I'm a very happy person. Or so I've been told. Over and over again, all of my life.
And I am a happy person. When I'm not depressed. But depression has plagued me most of my life. It's a terrible disease that haunts my thoughts. Anytime I feel overwhelmed or trapped, depression seems to reach up and swallow me whole.
It steals my life away. It steals my energy and dreams. It steals my love for myself. It steals my hope and kindness away.

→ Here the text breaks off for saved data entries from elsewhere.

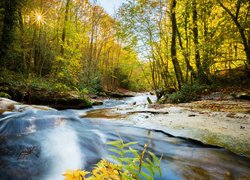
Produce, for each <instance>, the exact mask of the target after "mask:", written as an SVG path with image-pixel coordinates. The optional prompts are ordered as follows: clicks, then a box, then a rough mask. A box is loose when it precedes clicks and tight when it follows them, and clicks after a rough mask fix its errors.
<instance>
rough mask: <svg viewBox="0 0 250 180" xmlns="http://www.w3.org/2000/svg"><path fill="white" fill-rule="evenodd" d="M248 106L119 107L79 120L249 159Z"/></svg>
mask: <svg viewBox="0 0 250 180" xmlns="http://www.w3.org/2000/svg"><path fill="white" fill-rule="evenodd" d="M249 112H250V103H249V101H243V100H228V101H226V100H224V101H216V100H203V101H197V102H192V103H185V104H163V105H157V104H156V105H148V107H146V108H145V106H137V105H134V106H133V105H131V106H120V107H118V108H114V109H106V110H94V111H90V112H89V113H87V114H86V115H84V116H83V117H91V118H99V119H109V120H116V121H117V120H118V121H119V120H120V121H122V122H124V123H129V124H132V125H133V126H138V127H143V128H147V129H155V130H161V131H164V132H166V133H169V134H171V135H173V136H178V137H184V138H189V139H194V140H198V141H201V142H202V143H204V144H210V145H215V146H219V147H224V148H226V149H228V150H230V151H232V152H234V153H237V154H240V155H243V156H246V157H250V141H249V139H250V114H249Z"/></svg>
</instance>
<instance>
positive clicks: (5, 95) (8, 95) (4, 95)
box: [0, 92, 11, 99]
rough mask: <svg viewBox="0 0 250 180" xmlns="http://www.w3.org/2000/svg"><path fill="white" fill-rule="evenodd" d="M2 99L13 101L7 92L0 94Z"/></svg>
mask: <svg viewBox="0 0 250 180" xmlns="http://www.w3.org/2000/svg"><path fill="white" fill-rule="evenodd" d="M0 97H3V98H8V99H11V96H10V95H9V94H7V93H5V92H0Z"/></svg>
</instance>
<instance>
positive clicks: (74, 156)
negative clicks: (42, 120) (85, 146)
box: [41, 126, 84, 180]
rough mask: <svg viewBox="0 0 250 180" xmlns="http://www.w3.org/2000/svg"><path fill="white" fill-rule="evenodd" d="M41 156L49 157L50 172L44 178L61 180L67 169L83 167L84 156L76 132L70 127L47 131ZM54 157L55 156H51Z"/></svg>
mask: <svg viewBox="0 0 250 180" xmlns="http://www.w3.org/2000/svg"><path fill="white" fill-rule="evenodd" d="M41 147H42V154H41V157H42V158H44V159H48V160H49V161H48V167H50V169H49V171H48V174H47V175H45V177H43V178H42V179H48V180H51V179H53V180H57V179H58V180H61V179H63V176H62V174H63V173H65V172H66V170H76V169H81V168H82V167H83V164H84V162H83V161H84V157H83V155H82V154H81V148H80V145H79V141H78V137H77V134H76V132H75V131H74V130H73V129H71V128H70V127H67V126H63V127H58V128H56V129H54V130H53V131H52V130H51V131H49V132H48V131H47V132H46V134H44V138H43V141H42V143H41ZM51 157H53V158H51Z"/></svg>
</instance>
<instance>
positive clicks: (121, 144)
mask: <svg viewBox="0 0 250 180" xmlns="http://www.w3.org/2000/svg"><path fill="white" fill-rule="evenodd" d="M108 144H109V145H112V146H113V147H112V148H110V149H109V150H110V151H111V152H113V153H114V155H112V156H111V157H112V158H113V159H114V160H115V161H116V162H117V163H118V164H119V165H121V166H122V168H123V170H124V172H126V174H128V175H130V177H131V178H132V179H154V176H156V175H157V173H158V174H160V175H161V168H160V160H159V159H158V158H157V157H156V156H155V155H154V153H152V152H150V151H148V152H147V145H146V144H145V146H144V149H143V151H142V152H141V153H140V152H139V151H138V150H136V149H133V148H132V147H130V146H132V145H134V144H136V142H129V143H124V142H123V140H122V139H121V140H118V141H113V142H109V143H108ZM127 178H129V177H124V179H127Z"/></svg>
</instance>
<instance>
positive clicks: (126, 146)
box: [124, 142, 137, 147]
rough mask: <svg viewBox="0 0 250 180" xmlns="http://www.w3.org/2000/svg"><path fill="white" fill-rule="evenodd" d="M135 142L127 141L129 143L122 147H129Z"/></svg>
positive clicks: (126, 143) (136, 142)
mask: <svg viewBox="0 0 250 180" xmlns="http://www.w3.org/2000/svg"><path fill="white" fill-rule="evenodd" d="M135 144H137V142H129V143H126V144H124V147H129V146H132V145H135Z"/></svg>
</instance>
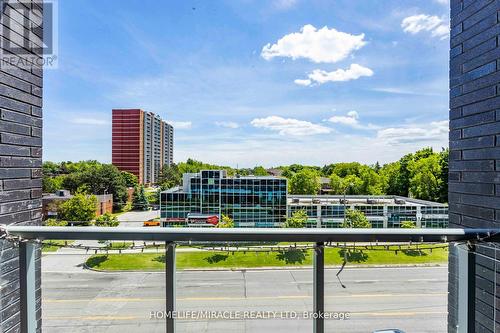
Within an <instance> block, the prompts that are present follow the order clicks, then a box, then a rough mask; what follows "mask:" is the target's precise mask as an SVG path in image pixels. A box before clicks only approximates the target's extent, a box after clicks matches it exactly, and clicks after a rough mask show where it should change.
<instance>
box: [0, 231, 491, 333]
mask: <svg viewBox="0 0 500 333" xmlns="http://www.w3.org/2000/svg"><path fill="white" fill-rule="evenodd" d="M1 230H2V232H3V235H2V236H3V237H4V238H6V239H8V240H11V241H14V242H17V243H18V244H19V247H20V251H19V254H20V269H19V274H20V286H21V331H22V332H29V333H31V332H35V331H36V325H37V321H36V308H35V304H36V291H35V290H36V288H35V281H36V269H35V251H36V248H37V247H36V243H37V242H40V241H42V240H49V239H50V240H52V239H58V240H123V241H124V240H131V241H164V242H165V243H166V244H165V258H166V260H165V283H166V309H165V310H166V313H171V314H173V313H175V308H176V304H175V300H176V294H175V274H176V267H175V246H176V242H189V241H196V242H199V241H202V242H212V241H214V242H238V241H255V242H258V241H266V242H268V241H271V242H284V241H287V242H312V243H315V246H314V251H313V256H314V258H313V311H314V313H315V314H316V315H315V319H313V320H314V324H313V332H315V333H323V332H324V317H323V316H322V315H321V314H324V313H325V309H324V304H325V302H324V282H325V279H324V258H325V257H324V254H325V252H324V249H325V243H330V242H380V243H384V242H440V243H446V242H466V241H467V242H470V243H472V242H475V241H499V240H500V229H258V228H255V229H200V228H194V229H189V228H178V229H175V228H165V229H164V228H161V229H155V230H151V229H145V228H109V227H37V226H3V227H2V228H1ZM458 253H459V254H461V253H462V254H463V258H464V259H463V260H462V261H461V262H462V264H461V266H460V267H459V273H460V274H461V276H462V278H463V279H464V280H465V281H466V285H467V286H468V285H469V282H468V281H469V280H470V276H469V275H470V274H469V271H470V270H469V265H470V263H469V261H468V259H467V258H469V253H468V251H467V247H461V250H459V251H458ZM468 287H470V286H468ZM468 287H467V288H461V294H460V295H459V297H460V298H461V299H462V298H464V299H462V301H461V302H459V304H465V306H466V304H467V297H468V294H467V290H468ZM472 287H473V286H472ZM467 309H468V308H467V307H465V308H463V307H462V308H461V309H460V311H462V313H465V314H467ZM463 317H464V318H461V320H462V322H461V325H460V327H461V328H463V329H464V330H463V332H466V330H465V329H466V327H467V325H468V323H467V320H468V316H466V315H465V316H463ZM166 331H167V333H174V332H175V318H174V316H170V317H167V319H166ZM459 331H462V330H459Z"/></svg>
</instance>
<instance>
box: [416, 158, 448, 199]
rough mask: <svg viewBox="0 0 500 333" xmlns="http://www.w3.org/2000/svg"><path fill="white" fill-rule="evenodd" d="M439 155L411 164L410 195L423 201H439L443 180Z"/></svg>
mask: <svg viewBox="0 0 500 333" xmlns="http://www.w3.org/2000/svg"><path fill="white" fill-rule="evenodd" d="M439 162H440V161H439V155H437V154H433V155H430V156H428V157H426V158H421V159H419V160H415V161H412V162H410V164H409V165H408V170H409V171H410V175H411V179H410V194H411V196H412V197H415V198H417V199H422V200H430V201H438V200H439V199H440V195H441V187H442V184H443V180H442V179H441V174H442V169H441V164H440V163H439Z"/></svg>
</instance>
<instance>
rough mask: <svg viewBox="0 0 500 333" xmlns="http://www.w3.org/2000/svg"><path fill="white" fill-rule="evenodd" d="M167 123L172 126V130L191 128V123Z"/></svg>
mask: <svg viewBox="0 0 500 333" xmlns="http://www.w3.org/2000/svg"><path fill="white" fill-rule="evenodd" d="M167 123H169V124H170V125H172V126H173V127H174V129H189V128H191V127H192V126H193V123H192V122H190V121H171V120H167Z"/></svg>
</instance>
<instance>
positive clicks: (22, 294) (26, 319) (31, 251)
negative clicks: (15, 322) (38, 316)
mask: <svg viewBox="0 0 500 333" xmlns="http://www.w3.org/2000/svg"><path fill="white" fill-rule="evenodd" d="M35 257H36V245H35V244H34V243H29V242H21V243H20V244H19V287H20V308H21V313H20V316H21V332H26V333H35V332H36V327H37V320H36V282H35V281H36V269H35Z"/></svg>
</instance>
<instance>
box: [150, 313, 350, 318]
mask: <svg viewBox="0 0 500 333" xmlns="http://www.w3.org/2000/svg"><path fill="white" fill-rule="evenodd" d="M350 317H351V314H350V313H349V312H319V313H318V312H310V311H303V312H296V311H173V312H170V311H151V312H150V313H149V319H151V320H164V319H179V320H182V319H188V320H207V319H219V320H248V319H306V320H307V319H317V318H323V319H329V320H347V319H349V318H350Z"/></svg>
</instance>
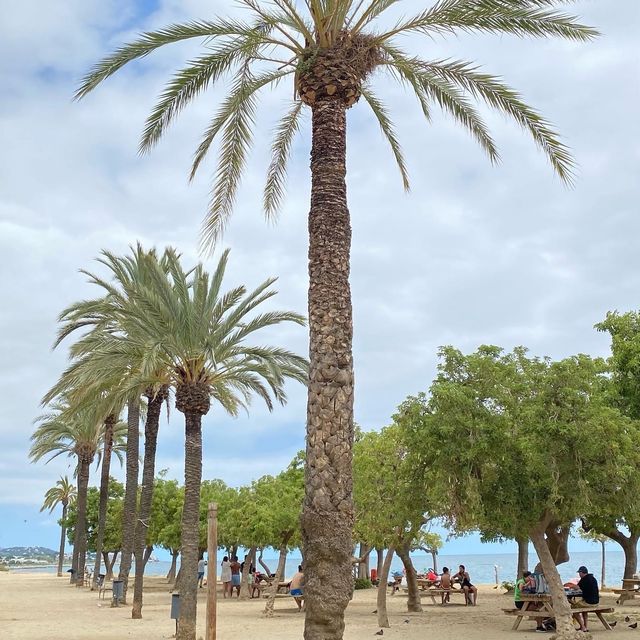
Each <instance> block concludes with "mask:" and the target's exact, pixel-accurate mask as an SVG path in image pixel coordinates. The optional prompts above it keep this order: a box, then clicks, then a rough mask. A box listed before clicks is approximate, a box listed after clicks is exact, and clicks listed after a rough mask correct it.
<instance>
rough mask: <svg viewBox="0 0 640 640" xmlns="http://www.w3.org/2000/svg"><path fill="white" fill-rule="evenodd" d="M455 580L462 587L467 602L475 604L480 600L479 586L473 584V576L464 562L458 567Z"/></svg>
mask: <svg viewBox="0 0 640 640" xmlns="http://www.w3.org/2000/svg"><path fill="white" fill-rule="evenodd" d="M453 581H454V582H457V583H458V584H460V586H461V587H462V590H463V591H464V599H465V602H466V603H467V604H472V605H474V606H475V604H476V602H477V601H478V587H475V586H474V585H472V584H471V576H470V575H469V572H468V571H467V570H466V569H465V567H464V565H463V564H461V565H460V566H459V567H458V573H456V574H455V575H454V576H453Z"/></svg>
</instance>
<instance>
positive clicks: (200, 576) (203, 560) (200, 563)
mask: <svg viewBox="0 0 640 640" xmlns="http://www.w3.org/2000/svg"><path fill="white" fill-rule="evenodd" d="M206 566H207V562H206V560H205V559H204V558H200V560H198V586H199V587H200V588H201V589H202V583H203V581H204V569H205V567H206Z"/></svg>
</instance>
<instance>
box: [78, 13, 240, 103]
mask: <svg viewBox="0 0 640 640" xmlns="http://www.w3.org/2000/svg"><path fill="white" fill-rule="evenodd" d="M251 32H252V27H251V26H250V25H247V24H245V23H243V22H239V21H235V20H217V21H216V22H210V21H207V20H199V21H192V22H186V23H183V24H173V25H169V26H168V27H165V28H164V29H159V30H158V31H149V32H147V33H143V34H142V35H141V36H140V37H139V38H138V39H137V40H134V41H133V42H130V43H129V44H126V45H124V46H122V47H120V48H118V49H116V50H115V51H114V52H113V53H112V54H111V55H109V56H107V57H106V58H104V59H103V60H101V61H100V62H99V63H98V64H96V65H95V66H94V67H93V68H92V69H91V70H90V71H89V73H88V74H87V75H86V76H85V77H84V78H83V80H82V83H81V84H80V87H79V89H78V90H77V91H76V94H75V99H76V100H79V99H81V98H84V96H86V95H87V94H88V93H90V92H91V91H93V89H95V88H96V87H97V86H98V85H99V84H100V83H101V82H102V81H103V80H106V79H107V78H108V77H109V76H112V75H113V74H114V73H116V71H118V70H119V69H121V68H122V67H124V66H125V65H126V64H128V63H129V62H132V61H133V60H136V59H138V58H144V57H145V56H148V55H149V54H150V53H152V52H153V51H155V50H156V49H158V48H159V47H162V46H164V45H167V44H173V43H176V42H181V41H183V40H189V39H191V38H206V39H211V38H216V37H219V36H248V35H250V34H251Z"/></svg>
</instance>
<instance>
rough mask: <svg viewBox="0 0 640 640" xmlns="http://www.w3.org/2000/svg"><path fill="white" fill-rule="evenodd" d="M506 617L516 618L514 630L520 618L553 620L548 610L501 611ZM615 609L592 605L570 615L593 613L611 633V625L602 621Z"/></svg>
mask: <svg viewBox="0 0 640 640" xmlns="http://www.w3.org/2000/svg"><path fill="white" fill-rule="evenodd" d="M502 611H503V612H504V613H505V614H506V615H508V616H517V617H518V620H516V622H515V624H514V630H515V629H517V626H516V625H519V624H520V622H521V621H522V618H529V619H530V620H537V619H538V618H542V619H546V618H553V612H552V611H550V610H548V609H539V610H536V609H529V610H522V609H503V610H502ZM614 612H615V609H614V608H613V607H601V606H598V605H594V606H593V607H577V608H575V609H571V613H572V614H574V613H595V614H596V617H597V618H598V620H600V622H601V623H602V626H603V627H604V628H605V629H607V631H612V628H611V625H610V624H609V623H608V622H607V621H606V620H605V619H604V617H603V615H602V614H604V613H614Z"/></svg>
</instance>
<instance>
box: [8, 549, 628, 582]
mask: <svg viewBox="0 0 640 640" xmlns="http://www.w3.org/2000/svg"><path fill="white" fill-rule="evenodd" d="M606 553H607V555H606V565H607V568H606V584H607V585H618V584H619V583H620V582H621V580H622V573H623V570H624V554H623V553H622V551H621V550H620V551H618V550H616V549H607V552H606ZM411 557H412V559H413V562H414V564H415V567H416V569H417V570H418V571H420V572H422V571H424V570H426V569H427V568H429V567H431V566H432V562H431V556H427V555H424V554H412V556H411ZM300 561H301V560H300V557H299V556H298V557H296V556H290V557H288V558H287V565H286V575H287V577H290V576H292V575H293V574H294V573H295V572H296V570H297V567H298V564H300ZM517 561H518V558H517V556H516V554H513V553H498V554H460V555H457V556H449V555H441V556H438V570H441V569H442V567H443V566H448V567H449V568H453V569H457V567H458V565H459V564H460V563H462V564H464V565H465V566H466V567H467V570H468V571H469V573H470V574H471V580H472V581H473V582H475V583H476V584H494V583H495V567H496V566H497V567H498V578H499V580H500V581H502V580H512V579H513V578H514V576H515V572H516V567H517ZM537 561H538V560H537V558H536V556H535V554H533V553H530V554H529V568H530V569H531V570H533V567H534V566H535V564H536V563H537ZM265 562H266V563H267V566H269V568H270V569H271V571H272V572H275V570H276V566H277V559H275V558H266V559H265ZM600 562H601V557H600V553H599V552H591V551H589V552H575V553H572V554H571V560H570V561H569V562H567V563H565V564H563V565H560V567H559V570H560V575H561V576H562V578H563V580H565V581H566V580H569V579H570V578H573V577H576V569H577V568H578V567H579V566H580V565H586V566H587V567H588V568H589V570H590V571H591V572H592V573H593V574H594V575H595V576H596V578H597V579H598V581H599V582H600ZM370 565H371V567H373V568H375V566H376V554H375V552H374V553H373V554H372V556H371V563H370ZM170 566H171V565H170V563H169V562H149V563H148V564H147V568H146V571H145V574H146V575H152V576H157V575H166V574H167V572H168V571H169V567H170ZM68 568H69V567H66V566H65V570H66V569H68ZM117 568H118V565H116V571H117ZM396 569H397V570H401V569H402V563H401V562H400V559H399V558H397V557H394V560H393V563H392V565H391V570H392V571H395V570H396ZM12 571H16V572H21V571H40V572H43V571H45V572H47V573H55V571H56V569H55V567H43V568H40V567H38V568H29V569H12Z"/></svg>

It's a dirty, rotten thief, and I refuse to allow it make itself at home in me any longer.
Of course, I know I'm going to get depressed. I'll probably be depressed tomorrow. But I won't let it beat me. I won't let it stop me. I won't let it steal those things from me anymore. It may break into my life, but that's no reason for me to ask it to pull up a chair and stay for a while.
It shocks people when I tell them I suffer from depression. I seem so nice, so peppy, so full of hope, they say. Most people don't seem to realize that all of that comes with a dark side. If you can feel the good emotions that vividly, if life can ever be that bright, then it goes to reason that the opposite is true. You can feel the bad emotions just as vividly as the good, and life can be inexplicably dark when the brightness fades away.
It's beautiful and it's terrible. So, if there is anyone else out there suffering with their darker side tonight, I want to remind you of something Annie once said: the sun will come out tomorrow. She will be bright and beautiful when she rises. And isn't the dark worth that, when all is said and done?
If you never let it beat you.
- Exercised, stretched, meditated, and worked on my writing twice today.
- Wrote in my journal, stayed on budget, and wrote a poem.
- Posted on my blog.
- Made my bed.
- Stayed on my diet.
- Made pizza this morning and fixed my lunch and snack for work.